Captain Benito de Soto


He was a Portuguese slave trader who later turned to piracy. In 1827, de Soto sailed to Africa from Brazil aboard the ship Defense de Pedro. Almost as soon as he left port he began plotting with some of the crew to takeover the ship and become a pirate. After picking up a consignment of slaves off the Africa coast, de Soto waited for the ship to reach the deep ocean and then led his co-conspirators in a bloody mutiny. The ship's captain and those loyal to him were all killed or thrown overboard and left to die. De Soto then took the ship to the West Indies were they sold their cargo of slaves. He then renamed his ship the Black Joke and began to terrorize the waters of the Caribbean. His actions on the high seas were always quite brutal, rarely offering his opponents quarter or the option to join his crew. In fact he became so notorious that ships sailing from South America at this time often refused to sail alone. They would try to form convoys around St. Helena in order to attempt safe passage.

In 1830, while enroute to Europe, he overtook a small East Indian traders brig named the Morning Star. He plundered her of all its cargo and tortured most of the crew, abused the women aboard as well. When the pirates were ready to sail on, this ship was set on fire and left to burn. Fortunately the survivors aboard were able to extinguish the fires and were later picked up by a passing ship the next day. He continued to pillage and plunder like this on his way back toward Spain.
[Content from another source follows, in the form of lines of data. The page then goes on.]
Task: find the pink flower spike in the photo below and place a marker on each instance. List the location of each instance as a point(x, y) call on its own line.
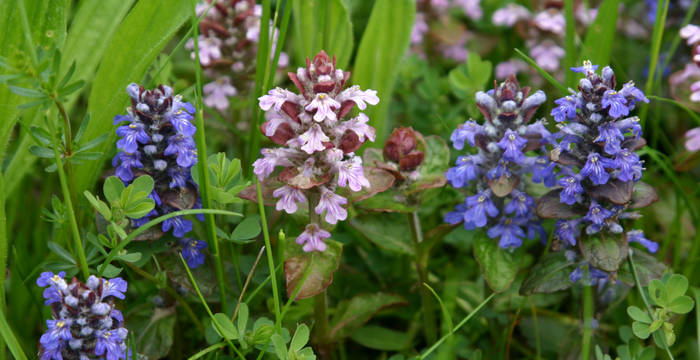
point(276, 98)
point(692, 142)
point(509, 15)
point(331, 204)
point(354, 93)
point(691, 33)
point(264, 166)
point(217, 93)
point(312, 140)
point(289, 197)
point(312, 238)
point(351, 174)
point(324, 106)
point(359, 126)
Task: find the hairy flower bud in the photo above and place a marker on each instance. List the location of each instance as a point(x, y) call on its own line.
point(498, 198)
point(319, 140)
point(84, 324)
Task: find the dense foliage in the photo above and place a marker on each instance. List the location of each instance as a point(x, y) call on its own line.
point(346, 179)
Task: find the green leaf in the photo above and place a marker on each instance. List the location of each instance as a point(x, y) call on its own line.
point(113, 188)
point(640, 330)
point(597, 45)
point(676, 286)
point(322, 24)
point(143, 184)
point(550, 274)
point(499, 266)
point(681, 305)
point(99, 205)
point(638, 314)
point(607, 254)
point(300, 338)
point(470, 77)
point(280, 347)
point(225, 326)
point(359, 310)
point(247, 229)
point(61, 252)
point(323, 265)
point(382, 48)
point(381, 338)
point(136, 43)
point(389, 232)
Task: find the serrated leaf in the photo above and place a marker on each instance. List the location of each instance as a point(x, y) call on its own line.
point(112, 189)
point(681, 305)
point(323, 265)
point(640, 330)
point(247, 229)
point(676, 286)
point(300, 338)
point(499, 266)
point(225, 326)
point(607, 254)
point(61, 252)
point(550, 274)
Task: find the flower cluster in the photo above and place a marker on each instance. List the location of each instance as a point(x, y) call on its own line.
point(543, 31)
point(228, 41)
point(596, 156)
point(157, 140)
point(84, 324)
point(319, 140)
point(499, 200)
point(450, 44)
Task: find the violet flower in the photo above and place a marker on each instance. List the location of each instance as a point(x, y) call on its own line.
point(498, 199)
point(319, 138)
point(84, 324)
point(157, 141)
point(597, 161)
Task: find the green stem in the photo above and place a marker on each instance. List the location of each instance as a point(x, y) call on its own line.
point(321, 327)
point(206, 307)
point(3, 255)
point(270, 258)
point(143, 228)
point(77, 242)
point(205, 185)
point(429, 323)
point(452, 331)
point(587, 318)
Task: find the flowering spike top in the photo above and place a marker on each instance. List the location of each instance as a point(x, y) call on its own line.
point(493, 174)
point(228, 40)
point(595, 153)
point(156, 139)
point(84, 323)
point(318, 137)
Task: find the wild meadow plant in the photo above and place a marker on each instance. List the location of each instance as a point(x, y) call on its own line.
point(541, 225)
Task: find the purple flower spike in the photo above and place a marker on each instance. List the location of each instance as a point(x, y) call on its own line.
point(638, 237)
point(84, 323)
point(312, 238)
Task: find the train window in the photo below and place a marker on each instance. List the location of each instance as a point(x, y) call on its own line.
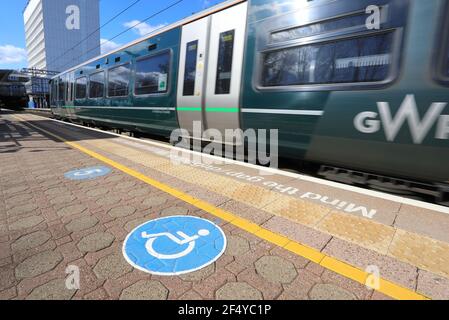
point(224, 65)
point(346, 22)
point(118, 80)
point(81, 88)
point(446, 69)
point(61, 89)
point(190, 69)
point(152, 74)
point(96, 85)
point(363, 59)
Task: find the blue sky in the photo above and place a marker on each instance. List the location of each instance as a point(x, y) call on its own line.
point(12, 37)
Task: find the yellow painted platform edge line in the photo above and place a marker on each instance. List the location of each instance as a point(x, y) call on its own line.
point(342, 268)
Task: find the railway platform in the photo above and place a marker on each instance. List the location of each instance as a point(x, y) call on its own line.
point(288, 236)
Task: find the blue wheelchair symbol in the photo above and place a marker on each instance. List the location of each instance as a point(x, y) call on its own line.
point(88, 173)
point(174, 245)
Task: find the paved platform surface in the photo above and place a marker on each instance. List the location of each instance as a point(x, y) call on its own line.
point(48, 223)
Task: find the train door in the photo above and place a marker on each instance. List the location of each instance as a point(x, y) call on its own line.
point(216, 89)
point(194, 44)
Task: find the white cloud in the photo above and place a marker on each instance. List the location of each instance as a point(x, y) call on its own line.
point(107, 46)
point(143, 28)
point(10, 54)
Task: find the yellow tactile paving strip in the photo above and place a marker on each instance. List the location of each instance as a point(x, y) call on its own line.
point(372, 235)
point(386, 287)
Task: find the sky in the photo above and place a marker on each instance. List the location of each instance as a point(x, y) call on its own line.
point(12, 35)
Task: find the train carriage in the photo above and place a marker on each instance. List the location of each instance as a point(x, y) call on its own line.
point(358, 87)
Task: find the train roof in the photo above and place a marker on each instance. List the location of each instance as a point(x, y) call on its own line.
point(197, 16)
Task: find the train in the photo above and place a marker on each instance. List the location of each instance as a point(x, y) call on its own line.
point(360, 89)
point(13, 94)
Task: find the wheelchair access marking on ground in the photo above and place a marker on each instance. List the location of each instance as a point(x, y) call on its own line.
point(88, 173)
point(174, 245)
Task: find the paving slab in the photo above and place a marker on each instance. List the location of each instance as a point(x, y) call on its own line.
point(49, 224)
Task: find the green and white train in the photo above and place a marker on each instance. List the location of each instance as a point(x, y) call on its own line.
point(360, 88)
After arriving in Spain and disposing of much of their booty, the pirates set sail for Cadiz. Bad weather forced the ship upon the coastal rocks near Cadiz and the crew had to abandoned the ship. Intending to sell what they could salvage from their ship in Cadiz, the authorities began to suspect the nature of the men in their midst, and the pirates were forced to flee. Six were arrested, de Soto and one other pirate fled to Gibralter. De Soto was later arrested in Gibralter and tried for his crimes and executed. All of the others except one were eventually arrested, tried and executed as well.

Unfortunately for de Soto, he arrived in Gibraltar about the same time that the plundered Morning Star survivors arrived in port. He was quickly recognized by one of the passengers from that ship, and his fate was then sealed. It is said that de Soto proved himself to be just as defiant in facing death as he was in his acts of piracy. Rather than allow somebody to hang him, he calmly reached for the gallows rope at the last minute and adjusted the noose around his neck. He smiled to the gathered crowd and exclaimed "Adios Todos!" (roughly, so long everybody") as he jumped to his slow painful death.